Starosta słubicki straci aż pół pensji

Czytaj dalej
Fot. Renata Hryniewicz
Renata Hryniewicz

Starosta słubicki straci aż pół pensji

Renata Hryniewicz

Tak zdecydowali powiatowi radni. To ciąg dalszy wojny koalicji rządzącej i opozycji. Opozycja próbowała też starostę odwołać. Bez skutku. Koalicji nie udało się odwołać szefa rady.
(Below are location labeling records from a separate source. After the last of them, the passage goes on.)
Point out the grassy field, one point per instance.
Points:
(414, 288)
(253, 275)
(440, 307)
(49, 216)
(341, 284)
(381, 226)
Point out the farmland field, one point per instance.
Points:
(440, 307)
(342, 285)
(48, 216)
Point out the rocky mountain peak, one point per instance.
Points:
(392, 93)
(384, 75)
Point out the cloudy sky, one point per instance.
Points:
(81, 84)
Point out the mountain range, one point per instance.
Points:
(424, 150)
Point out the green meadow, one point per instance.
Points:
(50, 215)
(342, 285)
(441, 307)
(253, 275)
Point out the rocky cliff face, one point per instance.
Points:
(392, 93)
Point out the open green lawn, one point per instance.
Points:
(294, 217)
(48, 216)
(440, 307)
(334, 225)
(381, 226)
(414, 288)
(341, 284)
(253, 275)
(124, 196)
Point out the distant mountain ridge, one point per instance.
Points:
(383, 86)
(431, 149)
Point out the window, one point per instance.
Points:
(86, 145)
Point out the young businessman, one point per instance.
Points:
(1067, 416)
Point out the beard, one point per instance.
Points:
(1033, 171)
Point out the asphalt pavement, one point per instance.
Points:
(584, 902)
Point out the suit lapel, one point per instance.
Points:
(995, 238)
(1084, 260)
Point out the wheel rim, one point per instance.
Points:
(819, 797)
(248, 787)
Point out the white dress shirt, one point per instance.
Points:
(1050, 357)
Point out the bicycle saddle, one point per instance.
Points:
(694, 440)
Czwartkowa sesja od początku zapowiadała się gorąco. Już na dzień dobry starosta Piotr Łuczyński nie podał ręki koledze z opozycji Tomaszowi Pisarkowi. - Nie będę podawał ręki nieprzyjaciołom, chyba, że ktoś mnie przeprosi i wytłumaczy swoje zachowanie - mówił „GL” Piotr Łuczyński. Pisarek należy do opozycji. Sytuacja polityczna w powiatowym samorządzie w Słubicach jest skomplikowana. Cały PiS jest w opozycji. PSL i PO mają swoich członków i w kolacji rządzacej powiatem, i w opozycji. Po obu stronach są też bezpartyjni. Opozycja występuje pod szyldem Powiat Samorządowy 2014. Koalicja ma starostę, opozycja - szefa rady.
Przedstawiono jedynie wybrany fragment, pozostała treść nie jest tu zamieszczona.